To optimise any Account Based Marketing (ABM) strategy, you MUST already have good visibility / insight into the key buying patterns of your primary target market(s)
I have throughout the whole of my 30+ years in the UK IT Industry followed the logic behind what is now being labelled Account Based Marketing (ABM) and I do see growing advantages in ‘inverting the funnel’ (many example diagrams of which can be found easily if you search online).
I am of course, referring to ‘the funnel’ that we all use in lead generation, following the path or journey from 'funnel entry', converting qualified leads into prospects and then to new business clients.
'Marketing Automation' gives us the vehicle to streamline and automate many processes to then mobilise an ABM strategy and there are many articles from journalists and events attracting us to find out more about ABM and to engage with the various ABM solutions vendors, to suit different needs and budgets.
But I am concerned that they are all missing a key element to our ‘bread and butter’ of everyday Marketing in their communications promoting ABM.
I believe that ABM thought leaders and technology vendors alike are making the assumption that B2B organisations are already operating a continuous process of primary target segmentation (as part of past and present lead generation activities) before embarking upon new investment in ABM strategy and technology.
I believe it is worth me highlighting and stressing the importance of and the need for accurate target segmentation as the key foundation to optimising any ABM strategy.
Case in Point
A few years ago, a well-established, leading global software author commissioned me to promote and generate qualified sales leads for one of their supply chain tools into the UK Aerospace & Defence sector (for their dedicated A&D Sales team). At the time, there were 450 x companies of the ‘right size by £’s turnover’ in the A&D sector, that made up the primary target market.

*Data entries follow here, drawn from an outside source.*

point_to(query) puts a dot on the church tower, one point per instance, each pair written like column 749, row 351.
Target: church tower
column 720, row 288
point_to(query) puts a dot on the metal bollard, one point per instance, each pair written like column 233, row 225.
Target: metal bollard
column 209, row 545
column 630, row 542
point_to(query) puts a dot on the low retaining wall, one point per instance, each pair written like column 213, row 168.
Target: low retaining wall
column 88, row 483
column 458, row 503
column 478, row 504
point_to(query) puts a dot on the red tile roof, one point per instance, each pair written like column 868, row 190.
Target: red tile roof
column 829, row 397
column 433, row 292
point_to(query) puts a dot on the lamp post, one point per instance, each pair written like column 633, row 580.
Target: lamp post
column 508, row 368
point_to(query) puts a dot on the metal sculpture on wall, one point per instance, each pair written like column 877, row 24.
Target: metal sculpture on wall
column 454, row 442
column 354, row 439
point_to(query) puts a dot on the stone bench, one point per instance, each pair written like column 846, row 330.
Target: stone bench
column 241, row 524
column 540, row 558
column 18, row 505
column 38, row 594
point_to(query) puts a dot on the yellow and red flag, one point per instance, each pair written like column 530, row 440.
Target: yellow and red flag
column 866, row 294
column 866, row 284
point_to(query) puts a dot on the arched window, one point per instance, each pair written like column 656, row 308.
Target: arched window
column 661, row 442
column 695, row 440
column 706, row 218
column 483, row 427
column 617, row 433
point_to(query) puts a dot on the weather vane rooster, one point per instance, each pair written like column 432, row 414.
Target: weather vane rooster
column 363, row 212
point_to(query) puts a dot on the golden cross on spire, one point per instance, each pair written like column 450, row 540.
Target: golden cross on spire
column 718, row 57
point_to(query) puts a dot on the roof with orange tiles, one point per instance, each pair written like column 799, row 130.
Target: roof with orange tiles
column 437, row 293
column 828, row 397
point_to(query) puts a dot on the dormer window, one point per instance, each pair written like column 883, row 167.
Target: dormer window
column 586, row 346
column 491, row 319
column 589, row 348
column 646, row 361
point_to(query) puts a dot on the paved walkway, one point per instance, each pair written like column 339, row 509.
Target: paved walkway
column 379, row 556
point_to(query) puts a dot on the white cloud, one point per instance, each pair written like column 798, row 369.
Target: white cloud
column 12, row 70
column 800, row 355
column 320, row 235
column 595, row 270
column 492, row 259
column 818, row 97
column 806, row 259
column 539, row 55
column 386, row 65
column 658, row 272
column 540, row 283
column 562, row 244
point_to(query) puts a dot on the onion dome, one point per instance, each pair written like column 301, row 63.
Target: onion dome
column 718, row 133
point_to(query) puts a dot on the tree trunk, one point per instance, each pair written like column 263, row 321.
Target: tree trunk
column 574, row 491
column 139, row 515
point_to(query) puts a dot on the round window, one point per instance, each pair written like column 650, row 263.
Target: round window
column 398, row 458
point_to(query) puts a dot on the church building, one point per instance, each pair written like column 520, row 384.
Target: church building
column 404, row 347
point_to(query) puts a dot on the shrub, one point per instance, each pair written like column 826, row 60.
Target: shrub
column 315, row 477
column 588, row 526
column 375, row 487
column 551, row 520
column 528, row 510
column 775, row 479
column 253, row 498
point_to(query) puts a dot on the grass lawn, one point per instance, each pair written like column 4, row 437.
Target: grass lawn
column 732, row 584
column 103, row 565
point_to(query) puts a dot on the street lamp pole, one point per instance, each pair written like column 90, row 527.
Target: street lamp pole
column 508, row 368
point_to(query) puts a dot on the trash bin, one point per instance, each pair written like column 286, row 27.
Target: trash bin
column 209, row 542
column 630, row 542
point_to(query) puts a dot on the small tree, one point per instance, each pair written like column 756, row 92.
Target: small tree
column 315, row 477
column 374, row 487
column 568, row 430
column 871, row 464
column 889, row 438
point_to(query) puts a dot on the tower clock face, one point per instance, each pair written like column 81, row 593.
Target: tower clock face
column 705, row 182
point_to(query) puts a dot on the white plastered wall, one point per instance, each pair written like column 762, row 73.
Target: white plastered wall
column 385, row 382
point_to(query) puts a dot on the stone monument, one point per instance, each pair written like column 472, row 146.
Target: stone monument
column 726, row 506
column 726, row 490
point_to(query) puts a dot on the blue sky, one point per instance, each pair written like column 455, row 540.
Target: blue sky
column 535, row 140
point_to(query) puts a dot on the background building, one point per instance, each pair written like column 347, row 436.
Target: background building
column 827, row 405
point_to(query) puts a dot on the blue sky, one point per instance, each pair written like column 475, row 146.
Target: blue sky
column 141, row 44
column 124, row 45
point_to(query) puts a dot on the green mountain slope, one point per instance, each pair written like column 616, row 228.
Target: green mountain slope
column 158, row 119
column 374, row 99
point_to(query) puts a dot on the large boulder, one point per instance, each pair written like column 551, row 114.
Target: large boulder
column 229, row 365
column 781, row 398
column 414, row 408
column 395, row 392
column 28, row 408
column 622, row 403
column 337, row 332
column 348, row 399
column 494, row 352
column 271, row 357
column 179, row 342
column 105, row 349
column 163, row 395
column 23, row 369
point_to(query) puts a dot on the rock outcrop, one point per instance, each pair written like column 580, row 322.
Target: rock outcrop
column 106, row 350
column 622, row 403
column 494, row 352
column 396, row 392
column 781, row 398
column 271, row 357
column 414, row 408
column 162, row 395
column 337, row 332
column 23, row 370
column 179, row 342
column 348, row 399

I sourced the target list from my data supplier (who gets their data from UK Companies House), gave the target list to my client before starting the project for their validation (against ‘active’ data held in their own CRM system) and their subsequent return of the data (with clients and prospects removed) for me to then commence the campaign.
By the end of the campaign, leads had been generated and delivered to my client, but I had also highlighted 200 x organisations in this key/primary target list, that had their IT decision policies made ‘outside’ their UK Sales territory – meaning that a substantial percentage of the target list was a waste of time for their UK Sales & Marketing team to continue to pursue (but gave them the opportunity to pass the intelligence to overseas offices to run with).
If they had been a smaller solutions author, they may also have wanted to avoid future dealings with the client base of leading Tier 1 competitor in the same sector, which would have reduced the volume of more viable primary targets by another 60 organisations.
On the flip side – it was an opportunity for them to nearly double their focus on the ‘UK decision policy’ key accounts that really mattered to the UK Sales team, with the same resources at their disposal, saving them valuable time in the future, enabling them to further personalise all their content and increasing the probability that they would win more new UK business from a smaller, more refined target market.
If a leading software author with strong market share had not had this deeper level of visibility and segmentation in place before someone like myself gets involved, how many other organisations have similar challenges and probable lack of clarity? And how many are oblivious to the solid foundations that need to be made? These key buying patterns are exacerbated further by (for example): -
1. Solution or product lifespan that is 10+ years,
2. One may operate in a market cluttered with possibly hundreds of competitors and,
3. A solution or product is mature or far worse, in decline.
Beyond the above example, there are other buying trends (or behavioural patterns) that one should consider : -
1. Targeted companies that have no names policies, and
2. An increasing trend (thanks largely to GDPR), where prospective suppliers (currently led by the Retail and Professional Services sectors) are asked to write in either to the Purchasing Manager or the relevant key job title. This means that for some primary targets in most ABM strategies, Marketing Automation will NOT work at all in generating any ‘interest to buy’. And therefore, a 'bolt-on' direct mail strategy must be introduced for what could be a growing proportion of our primary target market(s).
The moral of this story is – you MUST know as much as you can about key buying patterns of your target markets and segment those market(s) BEFORE you embark on any ABM strategy, otherwise one may NEVER have a true and realistic 360◦ view of the market(s) that one professes to be a specialist in.
If this article has highlighted a potential challenge, resolve the challenge while you may be in design of (or thinking about embarking on) an ABM strategy. For those already ‘under way’, it is never too late to act now to make improvements.
Wouldn’t you like to know which parts of your target market(s) may be a waste of time and therefore warping performance, analysis and reporting of success-driven statistics?
Some of us could have an ABM strategy of a fixed number of targeted organisations already in place and may have put other targets to one side for the time being.
Just think, if we have more detailed awareness of key buying patterns of all our targets, how much more we can greatly improve the quality of the overall target data in a single ABM initiative.
My background is very much B2B related, so I can only draw conclusions and offer guidance on ABM and all other Sales & Marketing topics in the B2B world. I am sure that there is some overlap into the footprint of B2C - but wish to make the distinction between the two and where my knowledge is based.